The Company’s insurance policies provide coverage for property damage, business interruption and reimbursement for other costs that were incurred relating to damages sustained during Hurricane Ian. Insurance proceeds are subject to deductibles. As of September 30, 2022, the Company recognized an impairment for the damage to LaPlaya and Southernmost Beach Resort, which resulted in an aggregate impairment loss of $12.9 million, which is included in impairment loss in the Company’s consolidated statement of operations and comprehensive income. The Company expects to incur additional costs related to the cleanup of the property and preparation of the property for reopening which are expected to be recovered through insurance proceeds. The Company is continuing to evaluate the financial impact of Hurricane Ian and its ability to recover, through insurance policies, any loss due to business interruption or damage to the hotel properties.
Impairment
The Company reviews its investment in hotel properties for impairment whenever events or circumstances indicate potential impairment. As a result of the ongoing effects of the COVID-19 pandemic on its expected future operating cash flows and estimated hold periods for certain properties, the Company determined certain impairment triggers had occurred and therefore, the Company assessed its investment in hotel properties for recoverability. Based on the analyses performed, for the nine months ended September 30, 2022, the Company recognized an impairment loss of $73.3 million related to two hotels as a result of their fair values being lower than their carrying values. The impairment loss was determined using Level 2 inputs under authoritative guidance for fair value measurements using information from marketing efforts for these properties. For the nine months ended September 30, 2021, the Company recognized an impairment loss of $14.9 million related to one hotel as a result of its fair value being lower than its carrying value. The impairment loss was determined using Level 2 inputs under authoritative guidance for fair value measurements using information from marketing efforts for this property.
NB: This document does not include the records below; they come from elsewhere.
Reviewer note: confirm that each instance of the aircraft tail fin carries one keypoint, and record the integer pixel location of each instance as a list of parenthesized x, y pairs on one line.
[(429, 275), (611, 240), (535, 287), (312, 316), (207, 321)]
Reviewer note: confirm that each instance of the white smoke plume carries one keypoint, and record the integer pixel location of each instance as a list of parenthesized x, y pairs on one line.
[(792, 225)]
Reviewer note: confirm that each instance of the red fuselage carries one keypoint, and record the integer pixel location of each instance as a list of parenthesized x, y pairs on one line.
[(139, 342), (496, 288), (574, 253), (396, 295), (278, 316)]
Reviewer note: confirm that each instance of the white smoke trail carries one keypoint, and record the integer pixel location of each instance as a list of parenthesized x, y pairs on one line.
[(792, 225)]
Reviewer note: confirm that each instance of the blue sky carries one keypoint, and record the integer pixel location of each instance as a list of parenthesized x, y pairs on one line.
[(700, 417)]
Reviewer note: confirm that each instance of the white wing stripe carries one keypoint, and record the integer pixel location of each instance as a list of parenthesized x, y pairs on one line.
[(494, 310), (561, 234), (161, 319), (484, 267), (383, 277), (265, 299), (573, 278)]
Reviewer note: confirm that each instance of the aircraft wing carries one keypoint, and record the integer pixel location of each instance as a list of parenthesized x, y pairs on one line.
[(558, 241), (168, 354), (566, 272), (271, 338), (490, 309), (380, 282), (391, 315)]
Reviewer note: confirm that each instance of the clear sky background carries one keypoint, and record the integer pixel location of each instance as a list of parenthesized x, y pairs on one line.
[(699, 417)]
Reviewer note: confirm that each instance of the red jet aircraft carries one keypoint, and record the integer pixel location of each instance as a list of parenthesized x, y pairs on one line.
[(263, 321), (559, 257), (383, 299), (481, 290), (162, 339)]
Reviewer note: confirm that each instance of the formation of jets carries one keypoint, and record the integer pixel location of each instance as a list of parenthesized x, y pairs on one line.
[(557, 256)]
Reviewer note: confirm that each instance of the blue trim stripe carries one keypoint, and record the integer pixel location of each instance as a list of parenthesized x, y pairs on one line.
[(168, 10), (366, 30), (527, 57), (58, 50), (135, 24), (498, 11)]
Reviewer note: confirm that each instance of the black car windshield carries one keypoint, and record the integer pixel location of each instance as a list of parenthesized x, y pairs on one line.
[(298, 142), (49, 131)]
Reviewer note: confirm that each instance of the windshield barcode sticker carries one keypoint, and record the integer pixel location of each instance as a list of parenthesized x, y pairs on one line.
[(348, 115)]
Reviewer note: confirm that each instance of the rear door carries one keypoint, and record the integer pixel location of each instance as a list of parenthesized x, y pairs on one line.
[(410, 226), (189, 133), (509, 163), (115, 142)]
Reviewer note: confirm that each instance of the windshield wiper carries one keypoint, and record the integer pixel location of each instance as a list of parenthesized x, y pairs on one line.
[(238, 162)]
Right-of-use Assets and Lease Liabilities
The Company recognized right-of-use assets and related liabilities related to its ground leases, all of which are operating leases. When the rate implicit in the lease could not be determined, the Company used incremental borrowing rates, which ranged from 4.7% to 7.6%. In addition, the term used includes any options to exercise extensions when it is reasonably certain the Company will exercise such options. See Note 11. Commitments and Contingencies for additional information about the ground leases.
The right-of-use assets and liabilities are amortized to ground rent expense over the term of the underlying lease agreements. As of September 30, 2022, the Company's lease liabilities consisted of operating lease liabilities of $320.3 million and financing lease liabilities of $42.5 million. As of December 31, 2021, the Company's lease liabilities consisted of operating lease liabilities of $319.4 million and financing lease liabilities of $42.0 million. The financing lease liabilities are included in accounts payable, accrued expenses and other liabilities on the Company's accompanying consolidated balance sheets.